The study that was conducted for the Class of 2019 will be the first to add “atheist” and “agnostic” categories to the survey. The Assistant Director of CIRP, Ellen Stolzenberg, thinks that this might change what the students put down for their religious beliefs.
“The addition of the agnostic and atheist section might relate to people who consider themselves spiritual but not specifically religious,” Stolzenberg said.
The percentage of nonreligious students at Stony Brook has risen in the past couple of years, going from 31.7 percent of freshmen in 2009 to 42.6 percent last year, according to a study released in February by UCLA.

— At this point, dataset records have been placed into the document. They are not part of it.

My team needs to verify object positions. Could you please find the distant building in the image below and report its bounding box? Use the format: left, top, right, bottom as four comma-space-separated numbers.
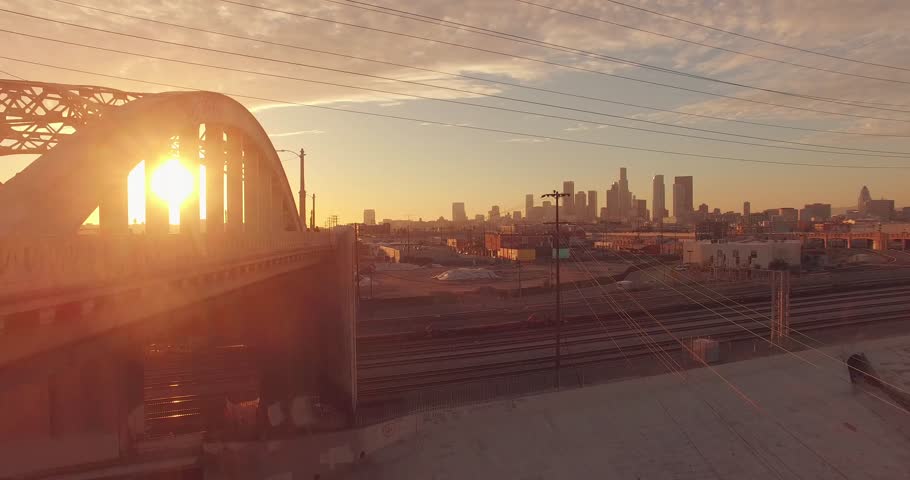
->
360, 223, 392, 235
363, 209, 376, 225
575, 191, 588, 220
777, 207, 799, 222
682, 240, 802, 269
695, 220, 729, 240
632, 198, 649, 220
651, 175, 667, 223
856, 185, 872, 214
673, 176, 695, 220
799, 203, 831, 222
562, 180, 575, 215
587, 190, 598, 221
452, 202, 468, 223
487, 205, 500, 222
865, 199, 894, 220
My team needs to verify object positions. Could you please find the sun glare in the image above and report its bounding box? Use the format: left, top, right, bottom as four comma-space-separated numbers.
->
151, 159, 193, 208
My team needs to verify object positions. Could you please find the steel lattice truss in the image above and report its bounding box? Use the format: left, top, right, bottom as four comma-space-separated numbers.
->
0, 80, 142, 156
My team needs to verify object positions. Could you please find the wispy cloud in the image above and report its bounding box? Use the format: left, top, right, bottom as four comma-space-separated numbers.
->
269, 130, 325, 138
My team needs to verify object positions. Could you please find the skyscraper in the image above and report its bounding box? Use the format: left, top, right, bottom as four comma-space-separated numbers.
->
488, 205, 500, 222
619, 167, 634, 218
562, 180, 575, 215
607, 182, 622, 220
363, 209, 376, 225
452, 202, 468, 223
856, 185, 872, 213
651, 175, 667, 222
588, 190, 598, 221
575, 190, 588, 220
673, 176, 695, 221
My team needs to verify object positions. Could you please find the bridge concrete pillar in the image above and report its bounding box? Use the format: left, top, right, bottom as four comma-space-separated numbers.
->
178, 123, 200, 233
98, 172, 130, 234
205, 123, 225, 233
225, 130, 243, 232
243, 150, 262, 232
145, 151, 170, 235
0, 340, 144, 478
259, 172, 275, 232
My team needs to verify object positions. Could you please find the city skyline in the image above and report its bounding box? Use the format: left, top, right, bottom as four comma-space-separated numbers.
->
0, 0, 910, 221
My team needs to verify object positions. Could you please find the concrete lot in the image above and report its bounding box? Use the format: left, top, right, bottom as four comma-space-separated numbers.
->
352, 336, 910, 479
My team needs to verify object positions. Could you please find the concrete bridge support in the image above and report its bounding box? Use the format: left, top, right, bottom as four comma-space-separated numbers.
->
203, 123, 225, 233
0, 339, 142, 478
179, 123, 200, 234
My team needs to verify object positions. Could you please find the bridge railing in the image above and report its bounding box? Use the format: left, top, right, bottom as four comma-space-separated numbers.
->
0, 232, 332, 296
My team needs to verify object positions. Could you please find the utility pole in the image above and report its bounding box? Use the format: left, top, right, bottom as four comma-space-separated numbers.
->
540, 190, 569, 390
297, 148, 306, 229
310, 193, 316, 231
276, 148, 306, 230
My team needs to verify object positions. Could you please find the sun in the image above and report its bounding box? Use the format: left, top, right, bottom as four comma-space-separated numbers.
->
150, 158, 194, 208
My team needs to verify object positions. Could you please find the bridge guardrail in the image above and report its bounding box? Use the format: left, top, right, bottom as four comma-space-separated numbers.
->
0, 232, 334, 296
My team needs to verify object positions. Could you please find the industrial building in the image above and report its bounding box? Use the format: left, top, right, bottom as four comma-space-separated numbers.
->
682, 240, 802, 269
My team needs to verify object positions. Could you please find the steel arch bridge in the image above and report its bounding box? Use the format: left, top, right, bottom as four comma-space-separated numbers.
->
0, 80, 304, 236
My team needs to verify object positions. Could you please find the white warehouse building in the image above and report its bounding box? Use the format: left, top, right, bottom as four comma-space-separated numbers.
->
682, 240, 802, 269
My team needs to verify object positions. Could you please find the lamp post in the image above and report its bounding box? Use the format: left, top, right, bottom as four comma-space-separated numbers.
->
540, 190, 569, 390
275, 148, 306, 230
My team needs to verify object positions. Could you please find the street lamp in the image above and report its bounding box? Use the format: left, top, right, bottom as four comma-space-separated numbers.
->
275, 148, 306, 230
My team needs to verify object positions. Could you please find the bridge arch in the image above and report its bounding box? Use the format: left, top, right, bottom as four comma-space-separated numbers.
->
0, 92, 301, 235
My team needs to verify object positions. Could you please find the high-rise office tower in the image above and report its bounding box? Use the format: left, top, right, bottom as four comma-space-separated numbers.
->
363, 209, 376, 225
575, 190, 588, 220
562, 180, 575, 215
489, 205, 500, 222
631, 198, 648, 220
588, 190, 598, 221
619, 167, 634, 218
607, 182, 622, 220
452, 202, 468, 223
651, 175, 667, 223
673, 176, 695, 221
856, 185, 872, 213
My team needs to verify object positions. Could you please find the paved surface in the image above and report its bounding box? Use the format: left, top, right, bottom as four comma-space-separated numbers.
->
352, 337, 910, 479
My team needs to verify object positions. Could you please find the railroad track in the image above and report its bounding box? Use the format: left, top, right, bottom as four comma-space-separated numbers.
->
143, 347, 259, 437
358, 288, 910, 360
358, 272, 910, 340
358, 302, 910, 403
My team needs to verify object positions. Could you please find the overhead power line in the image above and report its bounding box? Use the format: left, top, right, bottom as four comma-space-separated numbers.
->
328, 0, 910, 111
515, 0, 910, 85
0, 55, 910, 170
0, 70, 25, 80
219, 0, 910, 117
0, 22, 910, 158
604, 0, 910, 72
46, 0, 910, 138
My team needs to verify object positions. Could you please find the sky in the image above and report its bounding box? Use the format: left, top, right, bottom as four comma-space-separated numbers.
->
0, 0, 910, 223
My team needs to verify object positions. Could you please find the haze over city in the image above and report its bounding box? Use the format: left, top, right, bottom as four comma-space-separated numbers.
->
0, 0, 910, 480
0, 0, 910, 223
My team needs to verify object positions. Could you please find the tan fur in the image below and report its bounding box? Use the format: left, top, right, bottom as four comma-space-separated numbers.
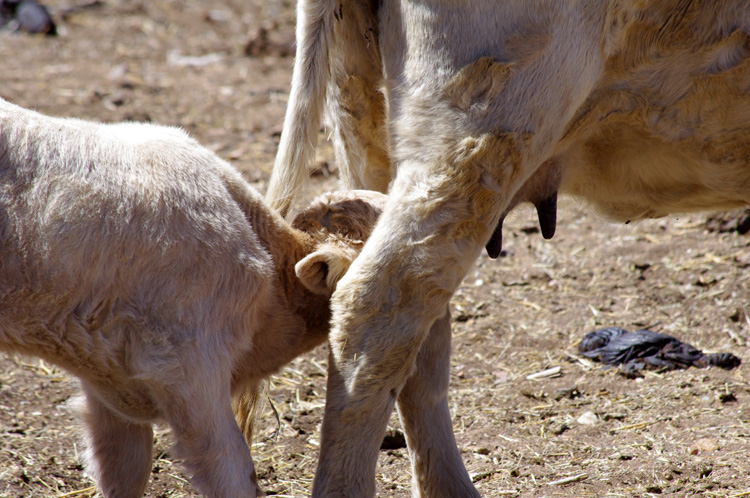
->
267, 0, 750, 497
0, 100, 384, 497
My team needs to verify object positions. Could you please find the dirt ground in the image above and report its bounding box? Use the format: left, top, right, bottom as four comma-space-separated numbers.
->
0, 0, 750, 498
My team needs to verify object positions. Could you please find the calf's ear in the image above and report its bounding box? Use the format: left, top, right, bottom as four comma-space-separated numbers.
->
294, 244, 356, 296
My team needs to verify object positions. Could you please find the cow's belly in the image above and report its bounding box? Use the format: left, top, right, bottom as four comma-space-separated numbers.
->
559, 117, 750, 221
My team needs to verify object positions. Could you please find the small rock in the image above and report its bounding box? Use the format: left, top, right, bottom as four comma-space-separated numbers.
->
719, 393, 737, 403
688, 437, 719, 455
576, 412, 599, 425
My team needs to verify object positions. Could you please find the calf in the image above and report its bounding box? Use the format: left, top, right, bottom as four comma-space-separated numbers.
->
267, 0, 750, 498
0, 99, 383, 497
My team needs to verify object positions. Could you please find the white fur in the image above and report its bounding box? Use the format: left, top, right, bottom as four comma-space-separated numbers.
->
267, 0, 750, 497
0, 99, 383, 497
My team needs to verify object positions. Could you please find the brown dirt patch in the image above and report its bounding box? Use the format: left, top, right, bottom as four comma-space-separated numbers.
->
0, 0, 750, 497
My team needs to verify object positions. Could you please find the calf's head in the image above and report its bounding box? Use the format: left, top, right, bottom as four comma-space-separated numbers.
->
292, 190, 387, 296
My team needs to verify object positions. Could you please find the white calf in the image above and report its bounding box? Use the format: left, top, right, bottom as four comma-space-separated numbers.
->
0, 99, 383, 497
267, 0, 750, 498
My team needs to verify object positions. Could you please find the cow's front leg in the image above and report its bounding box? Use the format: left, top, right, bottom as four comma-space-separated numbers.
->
313, 135, 519, 498
397, 311, 479, 498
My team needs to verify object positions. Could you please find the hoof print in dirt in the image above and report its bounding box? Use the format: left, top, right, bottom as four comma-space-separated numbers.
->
706, 209, 750, 235
578, 327, 742, 377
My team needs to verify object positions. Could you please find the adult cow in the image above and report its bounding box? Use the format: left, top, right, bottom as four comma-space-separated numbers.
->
267, 0, 750, 497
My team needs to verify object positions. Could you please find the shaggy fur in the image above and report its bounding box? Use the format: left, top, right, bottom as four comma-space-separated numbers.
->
0, 100, 384, 498
266, 0, 750, 497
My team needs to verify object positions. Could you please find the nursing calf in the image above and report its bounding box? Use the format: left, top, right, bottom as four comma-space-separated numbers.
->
267, 0, 750, 498
0, 99, 383, 497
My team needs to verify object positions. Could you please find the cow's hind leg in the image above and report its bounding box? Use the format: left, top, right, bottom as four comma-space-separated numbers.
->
313, 137, 508, 497
397, 311, 479, 498
81, 385, 154, 498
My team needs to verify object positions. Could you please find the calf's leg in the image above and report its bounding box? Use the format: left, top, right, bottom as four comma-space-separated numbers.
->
81, 384, 154, 498
160, 363, 265, 498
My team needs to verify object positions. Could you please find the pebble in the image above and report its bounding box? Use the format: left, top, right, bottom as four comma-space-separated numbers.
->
576, 412, 599, 425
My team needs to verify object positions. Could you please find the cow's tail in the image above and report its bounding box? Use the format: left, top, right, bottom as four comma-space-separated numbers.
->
266, 0, 337, 216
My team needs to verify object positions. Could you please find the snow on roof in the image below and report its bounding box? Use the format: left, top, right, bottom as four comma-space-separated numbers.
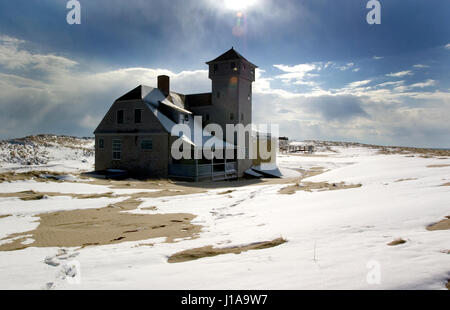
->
289, 141, 311, 146
147, 103, 235, 150
141, 85, 192, 114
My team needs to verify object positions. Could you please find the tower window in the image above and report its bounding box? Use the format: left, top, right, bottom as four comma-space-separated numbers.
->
141, 140, 153, 151
117, 110, 123, 124
134, 109, 142, 124
112, 140, 122, 160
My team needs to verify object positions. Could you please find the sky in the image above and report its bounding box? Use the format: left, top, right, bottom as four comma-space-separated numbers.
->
0, 0, 450, 148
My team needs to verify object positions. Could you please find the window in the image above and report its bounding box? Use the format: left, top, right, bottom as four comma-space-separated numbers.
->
141, 140, 153, 150
113, 140, 122, 160
117, 110, 123, 124
134, 109, 142, 124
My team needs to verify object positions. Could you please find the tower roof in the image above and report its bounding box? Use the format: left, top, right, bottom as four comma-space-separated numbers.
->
206, 47, 258, 68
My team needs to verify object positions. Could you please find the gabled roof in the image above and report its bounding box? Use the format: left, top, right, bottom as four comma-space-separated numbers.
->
116, 85, 192, 114
185, 93, 212, 108
206, 47, 258, 68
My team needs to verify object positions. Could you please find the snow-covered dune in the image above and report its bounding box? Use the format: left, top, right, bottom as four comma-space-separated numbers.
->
0, 139, 450, 289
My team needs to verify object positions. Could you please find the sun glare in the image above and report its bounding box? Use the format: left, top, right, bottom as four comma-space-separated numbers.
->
225, 0, 257, 11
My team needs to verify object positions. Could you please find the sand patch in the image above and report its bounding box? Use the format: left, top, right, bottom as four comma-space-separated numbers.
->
427, 216, 450, 231
217, 189, 234, 195
167, 238, 286, 263
427, 165, 450, 168
0, 199, 201, 251
278, 182, 362, 195
0, 170, 82, 183
387, 238, 406, 246
373, 146, 450, 158
395, 178, 417, 182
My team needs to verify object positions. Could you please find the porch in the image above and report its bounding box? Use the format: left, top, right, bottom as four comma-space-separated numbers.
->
169, 160, 238, 182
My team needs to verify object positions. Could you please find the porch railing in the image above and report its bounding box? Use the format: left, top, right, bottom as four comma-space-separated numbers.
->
169, 162, 237, 181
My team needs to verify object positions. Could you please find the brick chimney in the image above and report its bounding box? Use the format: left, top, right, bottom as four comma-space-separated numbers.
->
158, 75, 170, 96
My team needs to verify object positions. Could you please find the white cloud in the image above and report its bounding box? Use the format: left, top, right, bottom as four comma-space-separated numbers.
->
274, 64, 321, 86
413, 64, 430, 69
347, 80, 372, 88
386, 70, 413, 77
376, 81, 405, 88
0, 37, 450, 147
409, 80, 436, 88
338, 62, 355, 71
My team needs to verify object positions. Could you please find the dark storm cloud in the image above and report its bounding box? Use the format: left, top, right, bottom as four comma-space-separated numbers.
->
307, 96, 369, 121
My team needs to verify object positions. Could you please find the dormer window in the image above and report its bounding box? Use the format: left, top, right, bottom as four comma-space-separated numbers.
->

“There is more than one cause for this,” Father Sean Magaldi, Catholic Chaplain of Stony Brook’s Catholic Campus Ministry, said. “Our society is becoming more secular and generally moving away from faith. But also, many people grow up now with parents that may identify [as religious] but not practice.”
Though public universities on Long Island like Stony Brook may have higher nonreligious levels, private colleges like St. John’s are well below the national average. The 2012 study from CIRP showed that 17.7 percent of SJU freshmen did not identify with a particular religion, and that number has only risen to 17.9 percent in the most recent 2014 survey.
“Erosion of religious beliefs has been a result of many factors,” Matthew Foster, a professor of Theology and Religious Studies at Molloy College, said. “These include the rise of science, the desire for social peace over religious truth, and the uncomfortableness of disagreeing with people around us.”
A member of the Class of 2018 and biology major at Stony Brook, Ashley Rojas thinks it might have something to do with technology.
“I do consider myself religious; my faith is Catholic because that’s what I’ve grown up with,” Rojas said. “I think the Class of 2018 is less religious because of how much technology has advanced and I guess it distracts us from religious practices.”
Stolzenberg also added that when looking to the religious portion of the survey it is important to look at spirituality.
From 2012 to 2014, incoming freshmen at SJU rating themselves in the highest 10 percent or above average compared to their peers in spirituality grew 2 percent to 40.7 percent of the class.
“College students might be hesitant toward conforming to the rules and regulation of specific faiths,” Stolzenberg said.